Figure 4. Low fidelity wireframe v2

High fidelity prototype

The team evaluated the sketches, and the initial proof of concept level of software was implemented to be tested with the expert users. Then, the first high-fidelity prototype was created.

Figure 5. High fidelity prototype

To communicate with the stakeholders, a user journey of the desired system was also presented.

Figure 6. User journey

3. First user study

The first user study was planned to test the interface and system's usability and to learn deeper into the experts' workflow and desires. Therefore, the study was designed in the following order:

Demographic questionnaire
System Usability Scale on the current interface
User tasks (think aloud protocol) with semi-structured interview questions

User tasks were split into three high-level topics. 1) Sign up & sign in, 2) Create a project, and 3) Perform the evaluation using the system. At each page transition, participants were asked to describe their expected system behaviour and what they would do with the presented interface. The qualitative data was collected using video and audio and then analyzed using Condens.io for open coding Thematic analysis. A set of design recommendations was generated from the results.

Figure 7. Coded qualitative data

Figure 8. Codes found from interview data

4. Research Insights: design recommendations, second iteration of the user research, and after...

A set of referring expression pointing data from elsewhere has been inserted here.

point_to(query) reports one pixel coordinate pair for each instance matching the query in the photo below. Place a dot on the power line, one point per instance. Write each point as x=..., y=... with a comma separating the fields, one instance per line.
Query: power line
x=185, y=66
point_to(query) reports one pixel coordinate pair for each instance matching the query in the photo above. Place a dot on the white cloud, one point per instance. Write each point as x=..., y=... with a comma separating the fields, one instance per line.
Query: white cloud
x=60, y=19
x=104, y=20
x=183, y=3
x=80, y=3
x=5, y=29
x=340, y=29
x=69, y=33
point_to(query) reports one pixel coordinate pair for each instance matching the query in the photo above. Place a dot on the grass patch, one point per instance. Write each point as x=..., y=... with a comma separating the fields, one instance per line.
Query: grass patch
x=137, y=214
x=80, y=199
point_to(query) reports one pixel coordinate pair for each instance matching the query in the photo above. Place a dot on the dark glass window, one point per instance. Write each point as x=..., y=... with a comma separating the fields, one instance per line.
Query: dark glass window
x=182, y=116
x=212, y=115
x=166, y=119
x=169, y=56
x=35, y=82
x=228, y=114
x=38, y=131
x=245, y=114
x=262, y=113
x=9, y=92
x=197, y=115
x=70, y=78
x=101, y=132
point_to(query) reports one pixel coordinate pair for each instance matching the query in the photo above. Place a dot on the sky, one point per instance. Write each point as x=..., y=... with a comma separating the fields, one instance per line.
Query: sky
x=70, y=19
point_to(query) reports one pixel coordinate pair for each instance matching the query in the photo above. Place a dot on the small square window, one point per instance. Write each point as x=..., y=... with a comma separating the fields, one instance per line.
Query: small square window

Interface should integrate a video player for users while providing concurrent controls and displays.
The video player should also have keyboard control, which has important accessibility implications.
Interface should provide a single pair-wise control for the caption and verbatim sections to move together.
Interface should provide functionalities for the idea unit edition.
Interface should be flexible and intuitive to indicate and control the editable entries against non-editable entries for idea unit definition.
Interface should provide users access to the official NER guidelines and decision tree.

These design recommendations were presented and discussed with the software development team. Each recommendation was implemented to update on the tool interface. Upon implementation, a second round of user study was performed with the same five expert users. The second study was designed in the following order:

User tasks (think aloud protocol) with semi-structured interview questions
System Usability Scale on the NERWEB interface

The final version specifically asked about the user experience in seeing AI-generated quality assessment to be used as a decision support tool in quality assessment. The user reaction towards the AI system was positive, highlighted in their reaction to how it was presented at the end of their evaluation.

The SUS score comparison showed improved usability from the conventional interface to the new interface, which was already proven by participants' reactions in the interview. A non-parametric statistical analysis for within-group comparison (Wilcoxon Signed-rank test) was performed to compare the two sets of SUS scores.

Figure 9. NERWEB final interface

Figure 10. Final report screen with CAIS prediction scores

Finally

The first part of this work was described in detail for the academic publication manuscript.

Nam, S., Tanvir, R., (2024). NERWEB: User-friendly Software for Caption Quality Assessment Using the NER Model, Computers Helping People with Special Needs, ICCHP 2024, Linz, Austria, 2024, Proceedings. Springer.

The detailed report is being prepared to be submitted to a peer-reviewed journal.